I hear rain – not in drips and drabs, but pouring and continuous rain. It will no doubt extinguish the fire in the Skoke Valley before it reaches Lake Cushman, and maybe also the fires deep in the forests of the Olympics near Ruby’s territory. The last time I checked the news was over a month ago – I decided not to participate any longer – but I am sure they are still talking about human causes of weather disruption. I am sure others are talking about the effects of the cycles of the sun and changes in earth’s magnetic field. They are right as far as they go, but this can also make us forget that the right song is cure for anything. I do not know who sang for this rain or for how long they sang, but I have strong suspects for who is working on both sides of the mountains. |
There is another way to think of this. I spoke in a previous blog about the necessity of leaving behind the victim child, the victim self, that it is the holy and wholly claimed magical self that requires our attention, our service. In the presence of self-abuse – mentally, psychologically, spiritually – in the home of self-negation – there is no place for the wealth and love of the real parents. In the fearful child I can be played like an out-of-tune instrument. Don't think that media and marketing do not know this.
If you have read other of my blogs you know I am not talking about failure to know our own defenses, those coping attitudes and familiar emotional positions to which the injured child, the victim identity, habitually clings.
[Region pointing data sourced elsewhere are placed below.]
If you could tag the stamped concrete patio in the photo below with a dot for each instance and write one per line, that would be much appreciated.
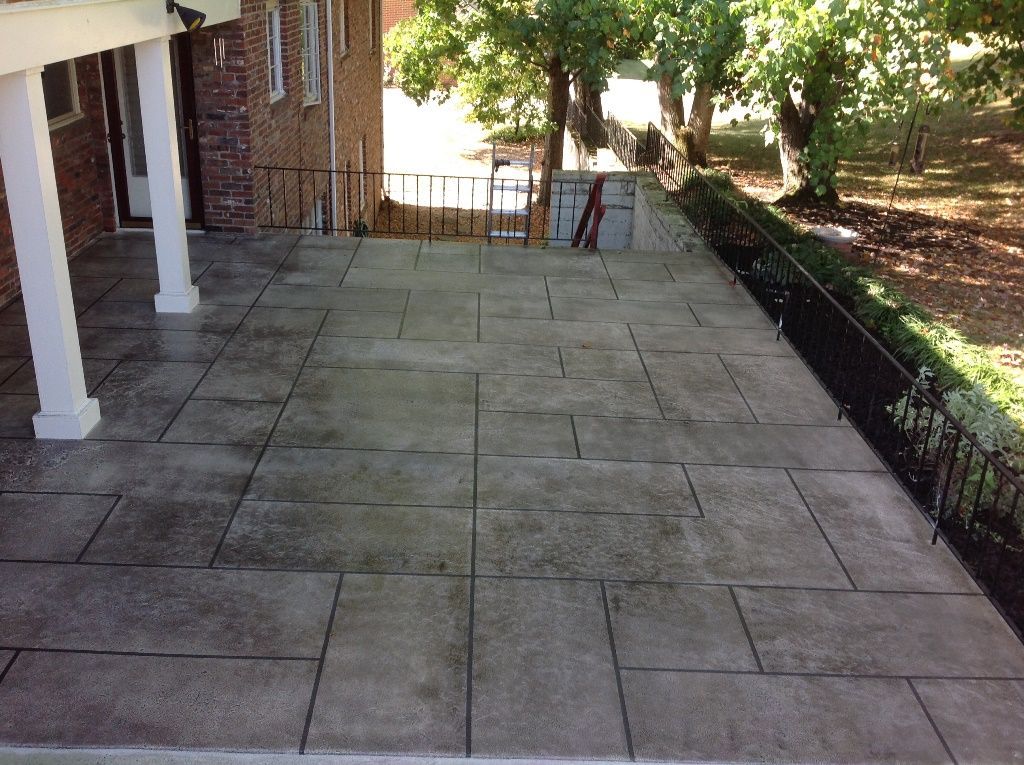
(427, 499)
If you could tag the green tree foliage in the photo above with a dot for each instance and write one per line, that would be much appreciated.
(692, 44)
(501, 55)
(825, 70)
(430, 59)
(997, 70)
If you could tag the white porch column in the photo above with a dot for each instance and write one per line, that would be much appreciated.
(66, 412)
(160, 133)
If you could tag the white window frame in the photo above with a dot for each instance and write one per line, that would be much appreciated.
(363, 175)
(375, 23)
(309, 36)
(343, 24)
(275, 69)
(76, 110)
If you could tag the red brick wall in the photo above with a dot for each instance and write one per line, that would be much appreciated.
(396, 10)
(83, 179)
(359, 105)
(239, 127)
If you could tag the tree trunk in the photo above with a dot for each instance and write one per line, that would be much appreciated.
(673, 116)
(698, 128)
(590, 100)
(796, 124)
(558, 104)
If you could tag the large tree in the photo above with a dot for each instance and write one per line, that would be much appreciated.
(482, 47)
(996, 71)
(693, 44)
(825, 70)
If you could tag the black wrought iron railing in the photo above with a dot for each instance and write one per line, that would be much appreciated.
(974, 500)
(418, 206)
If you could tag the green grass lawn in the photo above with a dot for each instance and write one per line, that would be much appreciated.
(956, 241)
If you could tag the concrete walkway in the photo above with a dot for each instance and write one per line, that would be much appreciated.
(427, 500)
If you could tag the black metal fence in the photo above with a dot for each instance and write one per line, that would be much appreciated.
(975, 501)
(418, 206)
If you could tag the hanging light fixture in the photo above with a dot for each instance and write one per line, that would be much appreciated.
(192, 18)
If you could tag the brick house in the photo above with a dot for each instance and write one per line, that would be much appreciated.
(237, 112)
(113, 117)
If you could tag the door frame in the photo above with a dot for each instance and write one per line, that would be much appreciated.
(116, 136)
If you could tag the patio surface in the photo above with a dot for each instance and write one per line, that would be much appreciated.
(425, 500)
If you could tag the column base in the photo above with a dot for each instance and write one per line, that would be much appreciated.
(68, 424)
(180, 302)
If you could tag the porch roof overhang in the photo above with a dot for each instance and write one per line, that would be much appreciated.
(41, 32)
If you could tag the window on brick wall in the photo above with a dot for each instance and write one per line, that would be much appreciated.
(309, 35)
(60, 93)
(375, 24)
(274, 68)
(363, 174)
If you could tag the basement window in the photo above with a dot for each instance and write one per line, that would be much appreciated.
(274, 68)
(60, 93)
(309, 34)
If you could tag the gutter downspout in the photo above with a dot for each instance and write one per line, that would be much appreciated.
(331, 117)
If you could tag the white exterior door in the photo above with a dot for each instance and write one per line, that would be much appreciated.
(136, 179)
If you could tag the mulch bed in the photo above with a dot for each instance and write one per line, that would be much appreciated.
(969, 280)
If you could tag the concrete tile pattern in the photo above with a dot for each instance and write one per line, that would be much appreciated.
(387, 497)
(394, 675)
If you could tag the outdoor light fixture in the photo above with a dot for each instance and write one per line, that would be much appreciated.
(193, 19)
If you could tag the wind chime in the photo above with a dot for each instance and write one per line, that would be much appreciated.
(916, 161)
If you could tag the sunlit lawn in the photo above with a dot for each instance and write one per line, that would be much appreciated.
(963, 254)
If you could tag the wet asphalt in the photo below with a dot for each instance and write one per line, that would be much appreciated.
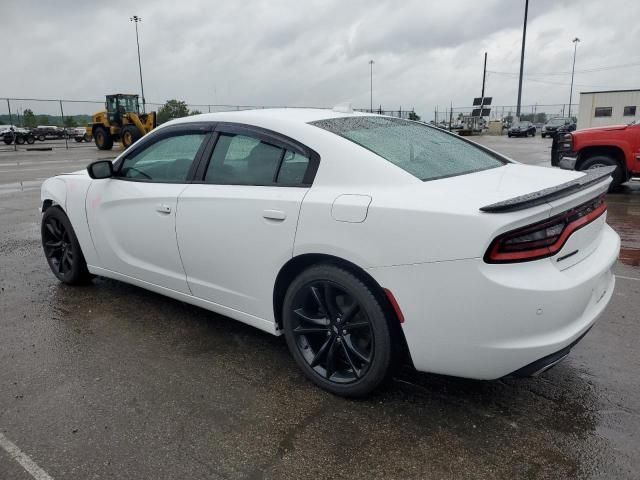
(112, 381)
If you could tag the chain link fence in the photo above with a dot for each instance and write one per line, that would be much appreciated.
(536, 113)
(57, 123)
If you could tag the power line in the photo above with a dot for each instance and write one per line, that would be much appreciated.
(584, 70)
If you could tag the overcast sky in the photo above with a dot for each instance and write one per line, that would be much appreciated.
(316, 52)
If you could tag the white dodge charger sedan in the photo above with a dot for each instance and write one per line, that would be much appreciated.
(364, 239)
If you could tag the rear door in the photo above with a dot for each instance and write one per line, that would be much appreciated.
(132, 215)
(236, 228)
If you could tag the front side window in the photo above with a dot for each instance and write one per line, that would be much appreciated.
(425, 152)
(244, 160)
(167, 160)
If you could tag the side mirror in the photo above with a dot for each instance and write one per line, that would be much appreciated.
(100, 169)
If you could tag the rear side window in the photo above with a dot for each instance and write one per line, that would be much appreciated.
(244, 160)
(425, 152)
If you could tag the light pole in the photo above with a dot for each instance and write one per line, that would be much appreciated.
(371, 62)
(573, 69)
(524, 37)
(135, 19)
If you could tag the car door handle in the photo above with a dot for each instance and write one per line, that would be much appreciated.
(274, 215)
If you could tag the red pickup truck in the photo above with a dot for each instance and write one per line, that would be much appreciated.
(617, 145)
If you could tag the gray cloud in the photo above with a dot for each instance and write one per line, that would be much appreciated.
(287, 52)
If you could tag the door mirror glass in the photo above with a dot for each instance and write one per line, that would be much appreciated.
(100, 169)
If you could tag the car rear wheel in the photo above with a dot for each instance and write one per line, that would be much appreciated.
(604, 161)
(61, 248)
(337, 331)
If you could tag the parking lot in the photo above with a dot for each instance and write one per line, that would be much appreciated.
(112, 381)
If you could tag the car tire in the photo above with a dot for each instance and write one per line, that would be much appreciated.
(130, 135)
(103, 139)
(62, 249)
(605, 161)
(337, 331)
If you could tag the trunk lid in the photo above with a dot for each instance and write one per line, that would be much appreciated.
(537, 194)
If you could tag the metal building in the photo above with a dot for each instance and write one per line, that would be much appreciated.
(612, 107)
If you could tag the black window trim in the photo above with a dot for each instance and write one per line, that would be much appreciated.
(154, 137)
(265, 135)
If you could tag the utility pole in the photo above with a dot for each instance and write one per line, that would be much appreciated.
(484, 73)
(573, 69)
(135, 19)
(371, 62)
(524, 37)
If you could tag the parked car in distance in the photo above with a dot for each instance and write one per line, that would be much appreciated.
(522, 129)
(80, 134)
(616, 145)
(353, 235)
(43, 132)
(18, 135)
(552, 125)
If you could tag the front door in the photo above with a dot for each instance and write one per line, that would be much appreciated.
(237, 228)
(132, 216)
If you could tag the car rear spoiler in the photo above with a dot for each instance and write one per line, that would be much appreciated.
(529, 200)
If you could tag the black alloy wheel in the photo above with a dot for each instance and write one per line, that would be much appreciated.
(61, 248)
(337, 331)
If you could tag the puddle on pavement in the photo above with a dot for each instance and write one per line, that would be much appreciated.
(624, 216)
(22, 186)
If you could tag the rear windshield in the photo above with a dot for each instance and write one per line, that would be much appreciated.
(425, 152)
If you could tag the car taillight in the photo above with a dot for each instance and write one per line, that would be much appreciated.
(545, 238)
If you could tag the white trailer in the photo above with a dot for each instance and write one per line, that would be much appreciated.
(613, 107)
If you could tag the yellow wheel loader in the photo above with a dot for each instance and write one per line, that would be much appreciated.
(121, 121)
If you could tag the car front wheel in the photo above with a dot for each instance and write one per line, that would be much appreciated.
(337, 331)
(62, 249)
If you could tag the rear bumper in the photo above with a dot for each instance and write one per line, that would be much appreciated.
(545, 363)
(471, 319)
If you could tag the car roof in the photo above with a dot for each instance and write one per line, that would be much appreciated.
(269, 115)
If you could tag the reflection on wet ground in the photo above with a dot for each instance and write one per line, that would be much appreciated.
(624, 216)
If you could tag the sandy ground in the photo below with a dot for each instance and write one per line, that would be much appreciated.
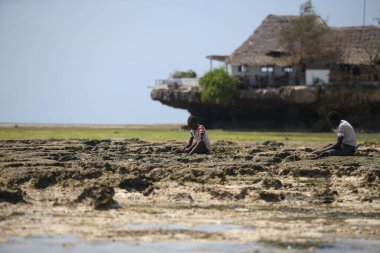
(135, 191)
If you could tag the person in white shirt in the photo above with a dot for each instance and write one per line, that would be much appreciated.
(198, 134)
(346, 144)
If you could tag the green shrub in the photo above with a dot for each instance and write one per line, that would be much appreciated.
(184, 74)
(218, 87)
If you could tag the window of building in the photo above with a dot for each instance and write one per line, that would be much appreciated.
(267, 69)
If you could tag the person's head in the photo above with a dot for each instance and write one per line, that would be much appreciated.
(192, 122)
(334, 119)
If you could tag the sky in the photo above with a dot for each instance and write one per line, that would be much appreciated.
(95, 61)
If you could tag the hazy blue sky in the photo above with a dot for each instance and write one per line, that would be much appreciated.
(91, 61)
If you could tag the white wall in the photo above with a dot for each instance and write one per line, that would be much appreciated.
(317, 76)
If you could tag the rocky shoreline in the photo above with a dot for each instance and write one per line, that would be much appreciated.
(290, 107)
(131, 190)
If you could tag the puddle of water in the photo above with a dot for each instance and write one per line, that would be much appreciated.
(71, 245)
(200, 228)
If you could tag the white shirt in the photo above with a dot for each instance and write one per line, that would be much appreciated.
(346, 131)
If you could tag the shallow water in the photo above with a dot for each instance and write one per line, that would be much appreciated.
(70, 244)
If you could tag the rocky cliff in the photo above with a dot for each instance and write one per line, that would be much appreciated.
(286, 107)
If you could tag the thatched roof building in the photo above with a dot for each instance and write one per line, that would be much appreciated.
(265, 46)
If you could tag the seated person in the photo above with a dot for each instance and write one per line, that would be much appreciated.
(198, 134)
(346, 143)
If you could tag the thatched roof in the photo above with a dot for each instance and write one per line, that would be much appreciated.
(265, 47)
(357, 44)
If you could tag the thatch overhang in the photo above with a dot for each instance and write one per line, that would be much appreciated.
(221, 58)
(358, 45)
(265, 47)
(260, 47)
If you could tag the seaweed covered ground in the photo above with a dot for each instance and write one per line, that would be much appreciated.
(266, 195)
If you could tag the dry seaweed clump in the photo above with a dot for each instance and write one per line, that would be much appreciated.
(99, 196)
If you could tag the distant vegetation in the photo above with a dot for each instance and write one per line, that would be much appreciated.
(218, 87)
(184, 74)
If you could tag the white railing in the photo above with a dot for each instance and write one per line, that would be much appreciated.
(177, 82)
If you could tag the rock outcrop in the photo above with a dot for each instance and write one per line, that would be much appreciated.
(284, 107)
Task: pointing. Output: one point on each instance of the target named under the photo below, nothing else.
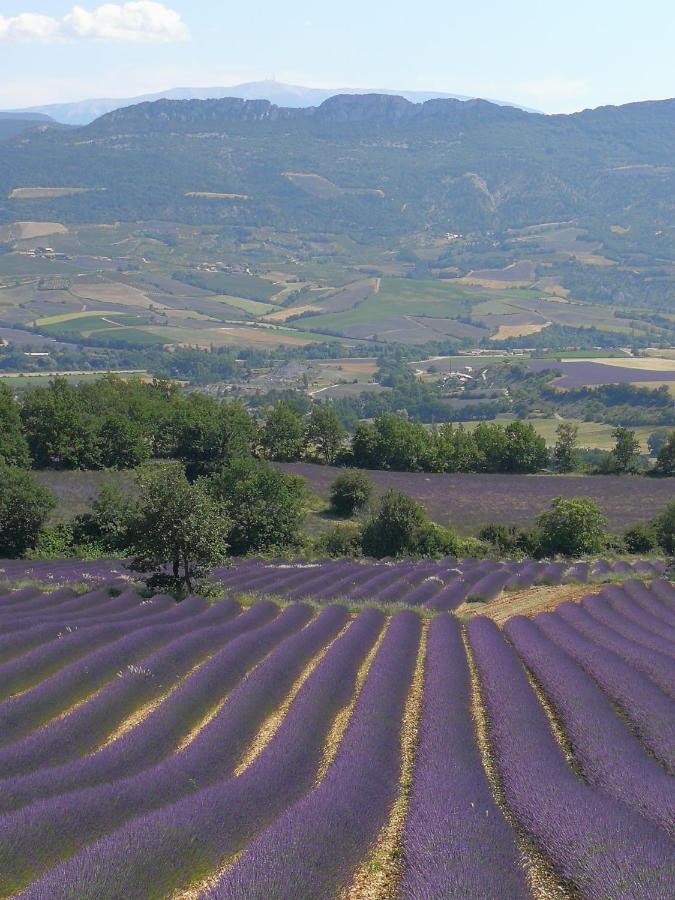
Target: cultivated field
(469, 501)
(150, 749)
(584, 373)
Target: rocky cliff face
(376, 109)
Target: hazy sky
(557, 57)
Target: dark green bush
(350, 492)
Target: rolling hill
(380, 166)
(292, 95)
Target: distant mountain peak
(276, 92)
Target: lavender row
(81, 605)
(75, 682)
(609, 755)
(87, 727)
(161, 852)
(650, 712)
(615, 610)
(132, 606)
(13, 644)
(313, 849)
(457, 843)
(599, 845)
(61, 824)
(650, 600)
(44, 660)
(659, 667)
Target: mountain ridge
(289, 95)
(366, 164)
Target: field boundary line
(378, 876)
(339, 726)
(270, 726)
(141, 714)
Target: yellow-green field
(592, 435)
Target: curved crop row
(659, 667)
(609, 755)
(314, 847)
(456, 842)
(158, 852)
(58, 826)
(79, 680)
(600, 846)
(87, 728)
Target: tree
(524, 450)
(211, 434)
(351, 491)
(665, 529)
(665, 461)
(565, 452)
(283, 435)
(24, 507)
(657, 439)
(325, 432)
(401, 526)
(365, 446)
(107, 524)
(625, 457)
(59, 430)
(176, 526)
(265, 506)
(640, 538)
(13, 445)
(573, 527)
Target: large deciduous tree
(24, 507)
(565, 451)
(325, 432)
(283, 435)
(573, 527)
(265, 506)
(177, 531)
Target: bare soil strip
(529, 602)
(543, 881)
(142, 713)
(266, 733)
(379, 875)
(272, 723)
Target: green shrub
(351, 491)
(664, 525)
(640, 538)
(401, 527)
(24, 507)
(342, 540)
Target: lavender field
(439, 585)
(150, 749)
(584, 373)
(469, 501)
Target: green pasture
(592, 435)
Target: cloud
(137, 21)
(29, 27)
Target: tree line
(121, 424)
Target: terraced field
(150, 749)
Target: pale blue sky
(555, 57)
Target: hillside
(374, 165)
(238, 749)
(85, 111)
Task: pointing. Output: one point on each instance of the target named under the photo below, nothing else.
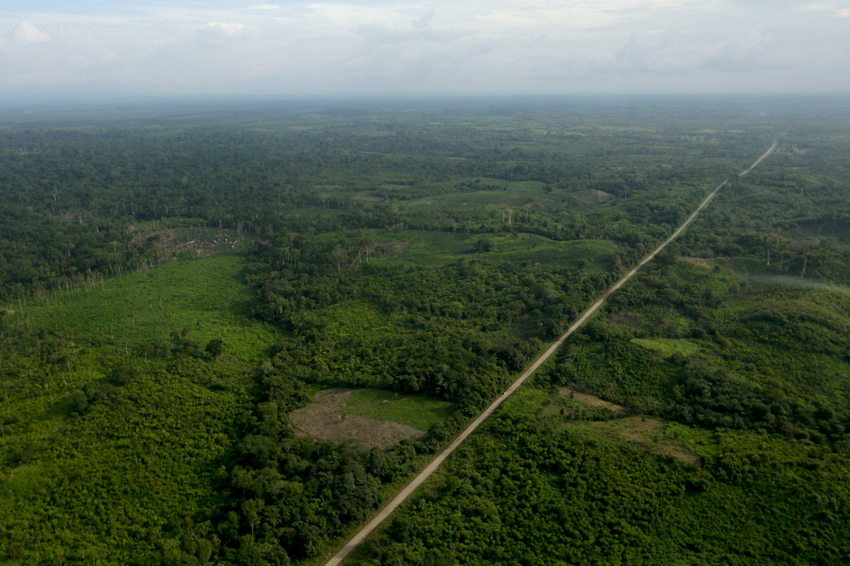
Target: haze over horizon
(246, 48)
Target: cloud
(226, 29)
(424, 19)
(429, 46)
(28, 33)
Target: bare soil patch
(647, 433)
(325, 418)
(589, 400)
(602, 194)
(697, 261)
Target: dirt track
(402, 495)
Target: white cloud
(27, 32)
(431, 46)
(226, 28)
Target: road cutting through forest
(422, 476)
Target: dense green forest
(174, 288)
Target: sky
(53, 48)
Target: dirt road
(388, 509)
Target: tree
(215, 347)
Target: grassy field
(668, 346)
(204, 296)
(435, 248)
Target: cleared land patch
(667, 346)
(206, 297)
(589, 400)
(646, 432)
(327, 418)
(411, 410)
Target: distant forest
(174, 284)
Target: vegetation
(172, 288)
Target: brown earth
(644, 431)
(647, 433)
(588, 400)
(602, 194)
(697, 261)
(325, 418)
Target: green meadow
(205, 296)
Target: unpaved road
(402, 495)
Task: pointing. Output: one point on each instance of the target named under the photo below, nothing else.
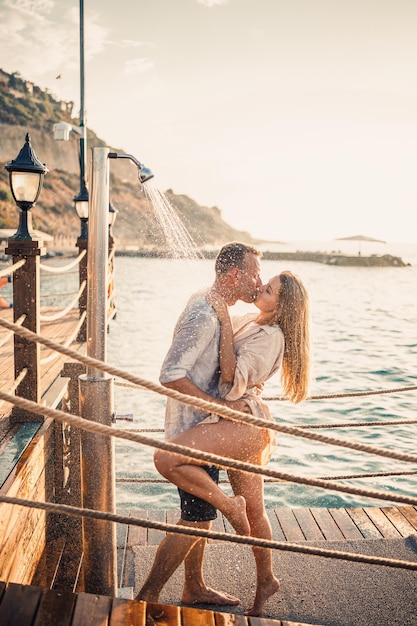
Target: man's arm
(186, 386)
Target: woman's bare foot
(207, 595)
(263, 592)
(236, 514)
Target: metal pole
(96, 397)
(97, 274)
(83, 139)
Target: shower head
(145, 174)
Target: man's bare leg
(195, 589)
(171, 552)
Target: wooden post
(82, 243)
(26, 301)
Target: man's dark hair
(232, 255)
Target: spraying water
(179, 241)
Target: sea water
(364, 331)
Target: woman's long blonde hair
(293, 317)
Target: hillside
(25, 107)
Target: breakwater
(327, 258)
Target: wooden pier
(41, 563)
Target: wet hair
(293, 317)
(233, 255)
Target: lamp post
(26, 174)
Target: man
(192, 367)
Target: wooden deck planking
(27, 604)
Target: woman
(277, 338)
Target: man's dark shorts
(194, 509)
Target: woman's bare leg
(250, 486)
(219, 438)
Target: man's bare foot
(263, 592)
(207, 595)
(236, 514)
(146, 596)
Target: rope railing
(53, 269)
(211, 407)
(135, 480)
(223, 462)
(71, 305)
(351, 394)
(73, 511)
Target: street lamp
(26, 174)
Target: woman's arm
(227, 351)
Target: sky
(296, 118)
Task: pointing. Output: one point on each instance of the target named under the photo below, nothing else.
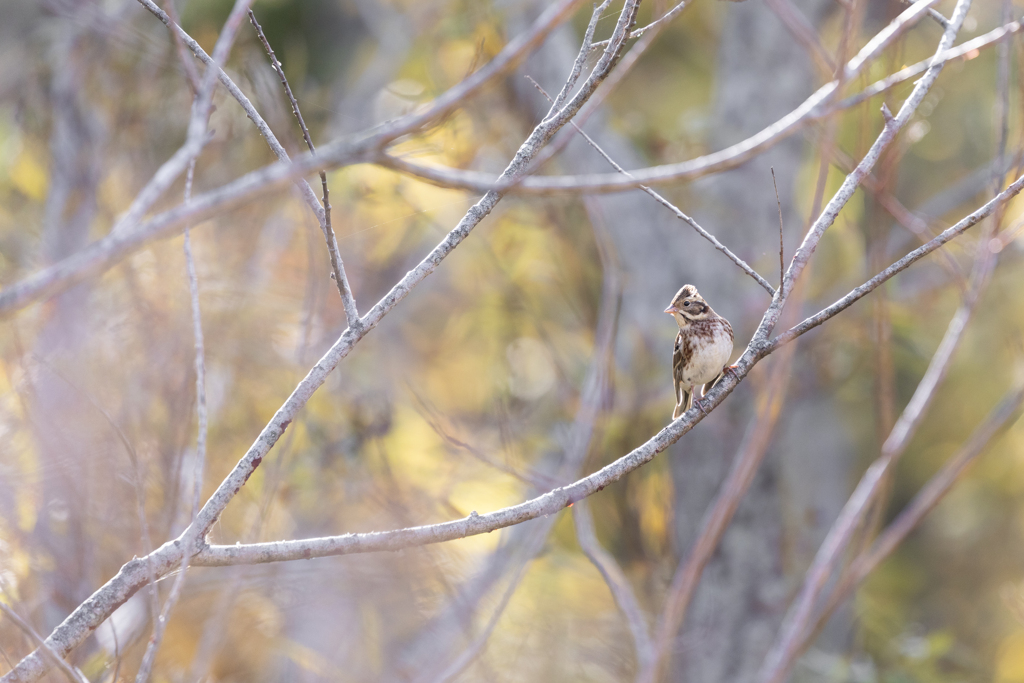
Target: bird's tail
(683, 403)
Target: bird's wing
(678, 363)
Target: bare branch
(73, 674)
(781, 260)
(816, 107)
(337, 265)
(849, 186)
(1001, 417)
(962, 226)
(617, 583)
(581, 59)
(88, 615)
(679, 214)
(104, 253)
(718, 517)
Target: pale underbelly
(708, 361)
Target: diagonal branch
(337, 265)
(131, 577)
(679, 214)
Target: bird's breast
(710, 350)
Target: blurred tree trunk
(57, 419)
(763, 73)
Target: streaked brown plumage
(702, 347)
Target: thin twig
(719, 515)
(581, 59)
(468, 655)
(939, 18)
(1001, 417)
(781, 261)
(192, 75)
(107, 252)
(103, 253)
(136, 465)
(616, 582)
(803, 254)
(337, 265)
(88, 615)
(199, 464)
(73, 674)
(666, 203)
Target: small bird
(702, 347)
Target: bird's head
(688, 306)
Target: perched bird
(702, 347)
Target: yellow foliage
(29, 174)
(1010, 662)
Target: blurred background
(464, 396)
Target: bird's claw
(699, 403)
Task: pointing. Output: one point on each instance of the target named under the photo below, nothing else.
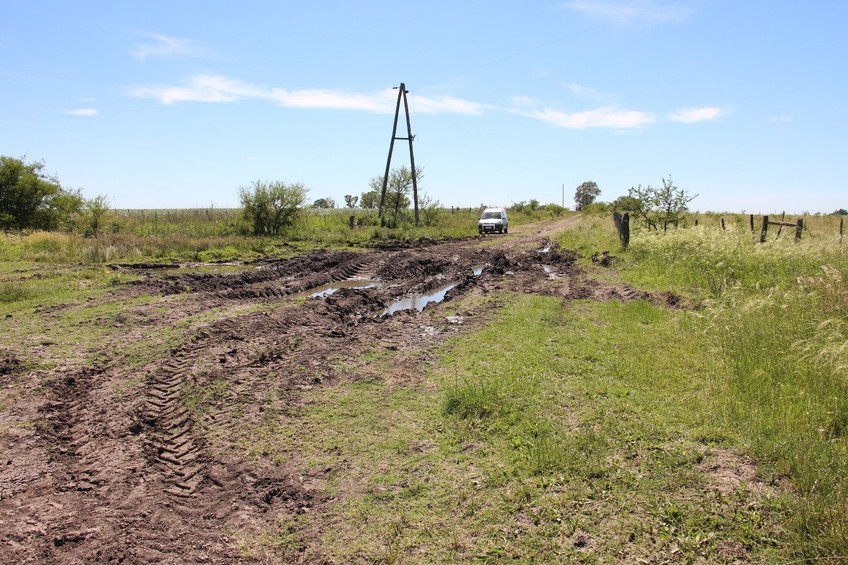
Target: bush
(271, 207)
(31, 199)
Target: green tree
(430, 208)
(397, 193)
(324, 203)
(371, 200)
(586, 194)
(270, 207)
(95, 211)
(31, 199)
(660, 206)
(627, 203)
We all have these icky places that drive our friends nuts, but we cannot free ourselves from them in the territory where they rule. We have to move into a bigger self, a connection with the holy. It is from there that songs have their greatest power, there that we can bring our familiar emotional haunts, our limits, to heel.
I know songs for when I am “on the floor,” but these are also songs for creation, for pulling on one’s luck, making something new. (I describe this in Dream Talk). The spirit opens a door to something bigger and more magnificent, and that "something bigger" is me.
That which tugs frantically at my skirt to shock me into fear and anger, that reduces life to pain and righteousness and makes me forget that stars listen to the people singing? Remember that common pattern of pots in the southwest. On top surrounding the hole is a star, on the bottom the earth. In between are the people holding hands, dancing with their tasseled corn, linking sky to earth, spirit to sacred matter. Singing - the people knowing their power, their nature, their work.
I do not mean that we remain ignorant of what is, that we refuse to see in order to protect ourselves. Of course not. After all, I do have an adult on-board. But I do not choose to make my home in those dimensions.
Instead I am grateful that someone knows the song for rain. I hear one now in the trees, the powerful voices of women, the strong drums of men. On this song my spirit remembers who I am, who you are.